Searchable abstracts of presentations at key conferences in endocrinology
Endocrine Abstracts (2008) 15 P27

Good Hope Hospital, Sutton Coldfield, UK.


Ovarian hyperthecosis is a rare cause of androgenic alopecia in postmenopausal women. The physiological levels of androgens, secreted by ovarian stromal cells, are greatly increased with hyperplastic or neoplastic transformation leading to possible clinical consequences.

We report a case of a 56-year-old woman with type 2 diabetes presenting with hirsuitism and a history of male pattern hair loss over a two year period. Biochemistry showed elevated levels of testosterone 9.7 nmol/l (range: 0.2–2.9 nmol/l), extracted testosterone 8.5 nmol/l (range: 0.5–2.5 nmol/l) and androstenedione 13.1 nmol/l (range: 1.7–12.9 nmol/l) whilst gonadotropins, oestradiol, cortisol, prolactin and thyroid hormones were within the appropriate reference range. These hormone levels together with a non-suppression of testosterone during low dose dexamethasone suppression test raised the possibility that the elevated testosterone was of ovarian origin.
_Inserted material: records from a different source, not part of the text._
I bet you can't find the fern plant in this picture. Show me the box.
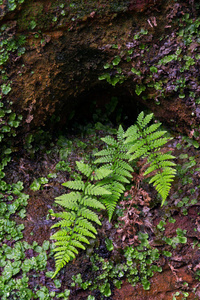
[94,125,134,221]
[50,161,112,278]
[124,111,176,205]
[51,111,176,276]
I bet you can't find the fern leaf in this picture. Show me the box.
[76,217,97,234]
[94,155,114,164]
[143,123,161,135]
[67,245,79,254]
[51,219,74,229]
[148,152,175,162]
[144,160,176,176]
[127,139,147,154]
[53,246,77,260]
[94,148,115,157]
[51,111,176,277]
[93,167,113,180]
[117,160,134,172]
[51,229,71,241]
[149,168,176,199]
[76,161,92,177]
[117,125,125,141]
[74,226,96,239]
[128,146,150,160]
[124,125,140,144]
[80,196,106,209]
[125,112,176,204]
[85,183,111,196]
[156,160,176,168]
[55,191,81,202]
[146,131,167,144]
[63,180,85,191]
[149,171,174,205]
[55,192,81,210]
[137,112,154,129]
[112,174,130,183]
[78,208,102,225]
[52,244,78,255]
[101,181,125,221]
[149,137,169,150]
[70,238,87,248]
[101,192,120,222]
[50,211,76,221]
[55,200,79,211]
[53,253,71,277]
[115,165,132,178]
[136,111,145,126]
[101,136,117,146]
[110,173,129,183]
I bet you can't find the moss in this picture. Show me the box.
[17,2,48,31]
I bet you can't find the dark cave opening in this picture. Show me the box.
[55,84,149,135]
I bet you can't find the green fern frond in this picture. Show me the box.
[76,217,97,234]
[101,182,124,221]
[54,246,77,259]
[117,124,125,141]
[80,196,106,209]
[78,207,102,225]
[53,253,72,276]
[94,148,116,157]
[94,125,133,221]
[149,170,176,205]
[127,139,147,154]
[146,130,167,142]
[94,155,115,164]
[55,191,81,202]
[51,163,112,277]
[144,160,176,176]
[63,180,85,191]
[137,112,153,128]
[74,226,96,239]
[128,146,149,160]
[149,137,169,150]
[76,161,92,177]
[55,192,81,210]
[53,244,78,254]
[143,123,161,135]
[148,152,175,162]
[51,111,176,278]
[51,230,71,242]
[85,183,111,196]
[67,245,79,253]
[92,167,113,180]
[116,160,134,172]
[50,211,76,221]
[125,111,176,204]
[101,136,117,146]
[69,238,86,249]
[51,219,74,229]
[112,174,130,183]
[124,125,140,143]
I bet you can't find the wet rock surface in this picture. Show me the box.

A transvaginal ultrasound revealed bilateral solid adnexal masses, likely to be ovarian in nature, although no normal ovarian tissue was identified.
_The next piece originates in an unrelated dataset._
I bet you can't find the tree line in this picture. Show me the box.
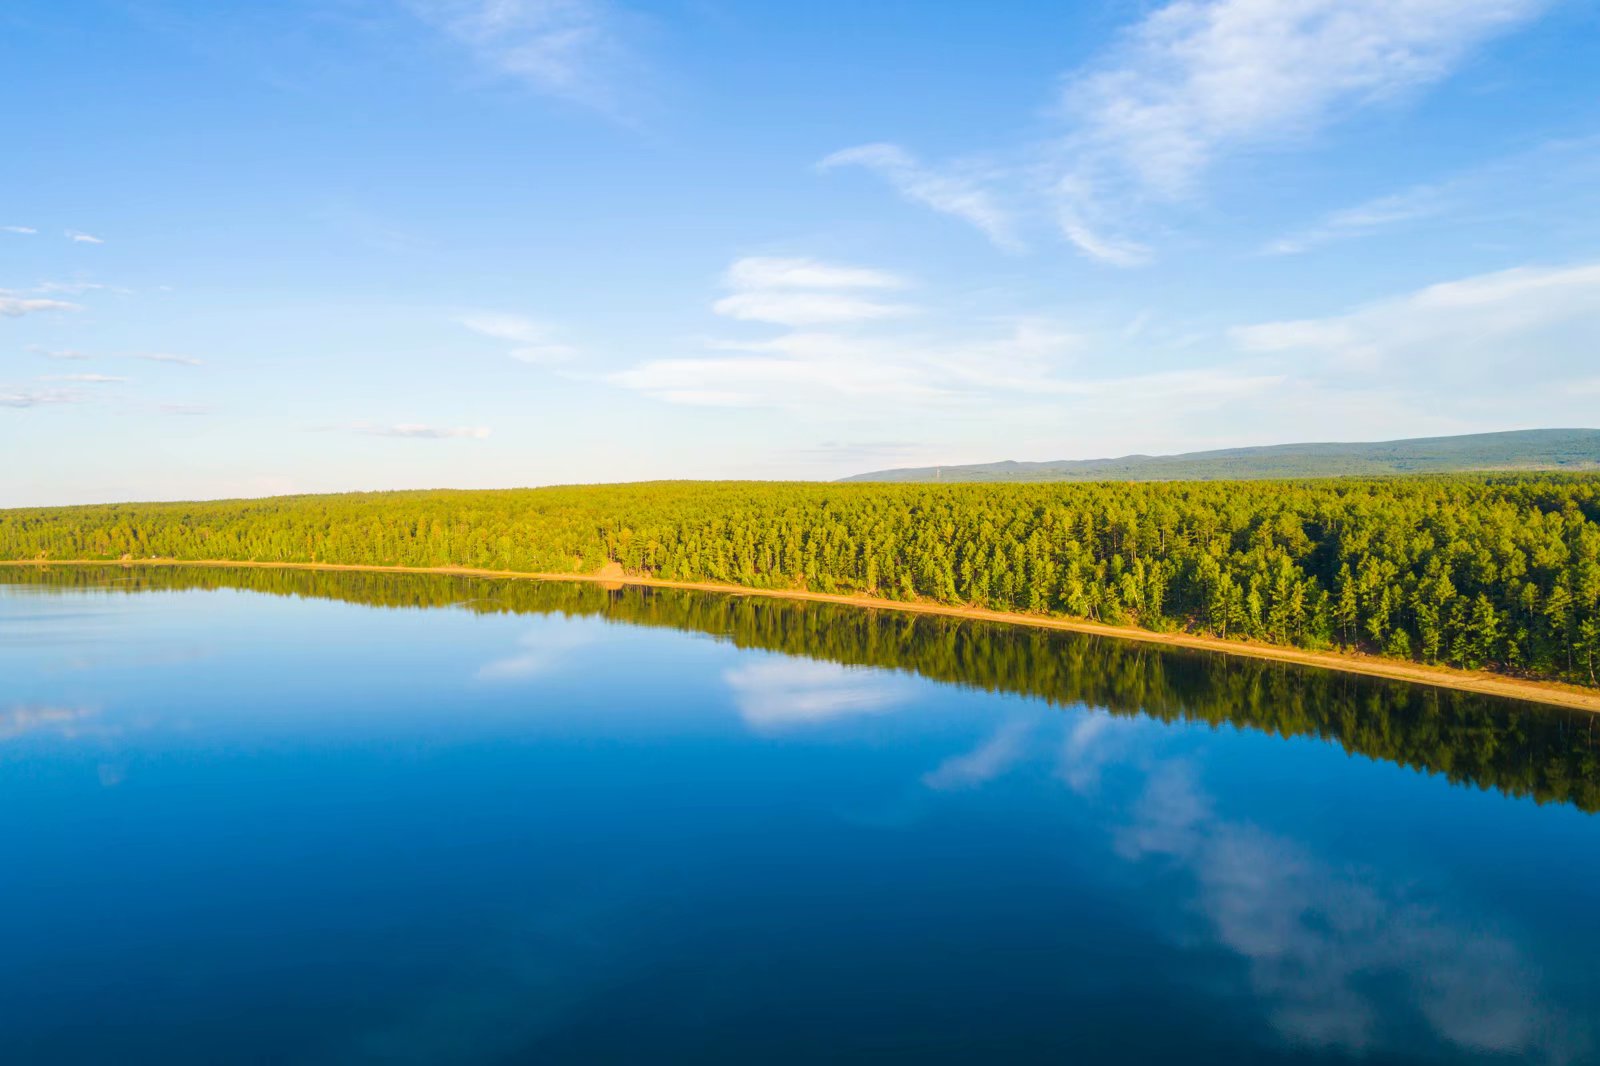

Based on the above investigations a working diagnosis of ‘hyperandrogenism of ovarian origin’ was made at multidisciplinary team meeting and after discussing the treatment options with the patient a bilateral oophorectomy was carried out. The left ovary measured 50×30×25 mm and the right ovary 60×30×20 mm and the resulting histology revealed significant bilateral ovarian hyperthecosis. In our patient, surgical therapy had an excellent result. An alternative treatment option for ovarian hyperthecosis, as reported in various case reports, is GnRH agonist therapy.
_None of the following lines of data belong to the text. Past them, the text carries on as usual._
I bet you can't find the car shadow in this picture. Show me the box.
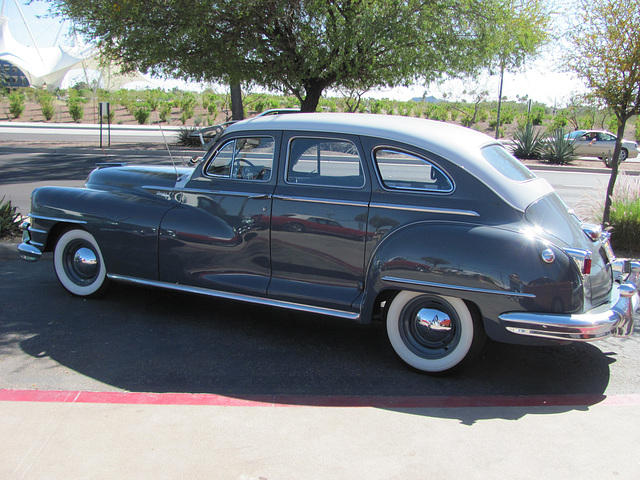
[2,254,620,424]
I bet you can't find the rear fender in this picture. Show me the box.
[362,222,583,340]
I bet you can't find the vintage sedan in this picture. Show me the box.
[565,129,639,166]
[19,113,639,373]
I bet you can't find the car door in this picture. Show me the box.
[268,133,372,311]
[158,133,279,296]
[593,132,617,157]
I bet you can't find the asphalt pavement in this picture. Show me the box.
[2,128,640,479]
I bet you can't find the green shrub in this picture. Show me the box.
[551,112,568,130]
[511,123,544,160]
[0,197,21,238]
[542,128,575,165]
[9,91,25,118]
[39,94,55,121]
[159,102,172,123]
[610,177,640,252]
[530,106,546,126]
[68,101,84,122]
[134,106,151,124]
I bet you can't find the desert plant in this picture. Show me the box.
[134,105,151,124]
[576,175,640,252]
[68,100,84,122]
[0,197,21,238]
[530,106,546,125]
[176,126,202,147]
[8,91,25,118]
[542,128,575,165]
[511,123,545,159]
[39,94,55,121]
[158,102,172,123]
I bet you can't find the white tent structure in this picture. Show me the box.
[0,14,94,88]
[0,1,153,90]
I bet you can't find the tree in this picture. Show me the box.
[50,0,550,113]
[489,0,550,138]
[567,0,640,226]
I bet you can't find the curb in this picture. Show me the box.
[0,144,202,157]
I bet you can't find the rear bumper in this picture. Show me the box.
[499,259,639,341]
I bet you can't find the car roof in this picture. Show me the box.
[226,112,497,160]
[224,112,554,212]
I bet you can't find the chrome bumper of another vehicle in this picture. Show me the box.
[499,259,639,341]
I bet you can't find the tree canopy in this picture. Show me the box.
[50,0,550,112]
[567,0,640,225]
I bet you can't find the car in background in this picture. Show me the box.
[18,113,640,374]
[565,129,639,166]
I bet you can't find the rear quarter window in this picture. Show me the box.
[374,148,453,192]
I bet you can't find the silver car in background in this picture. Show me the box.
[566,130,639,166]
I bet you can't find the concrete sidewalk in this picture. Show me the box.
[2,391,640,479]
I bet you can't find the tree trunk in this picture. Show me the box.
[602,119,629,226]
[230,83,244,121]
[299,81,328,112]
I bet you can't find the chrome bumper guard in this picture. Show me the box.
[499,259,639,341]
[18,221,43,262]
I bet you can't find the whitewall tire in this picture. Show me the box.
[386,291,484,373]
[53,229,108,297]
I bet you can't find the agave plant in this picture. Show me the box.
[511,123,544,159]
[176,126,202,148]
[0,197,21,238]
[542,128,575,165]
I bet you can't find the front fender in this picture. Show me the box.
[29,185,177,280]
[362,222,583,341]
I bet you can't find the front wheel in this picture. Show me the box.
[386,292,485,373]
[54,229,108,297]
A month following surgery the testosterone levels were normalized (between 0.2 and 0.4 nmol/l) and the patient reported a clear regression of both hirsuitism and hair loss. However, surprisingly her glycaemic control deteriorated significantly after surgery (pre-surgery HbA1c: 7.4%, post-surgery HbA1c: 9.5%) and this was contrary to expectations as studies suggested that the patient could have anticipated an improvement. At present, we can offer no satisfactory explanation of this last observation.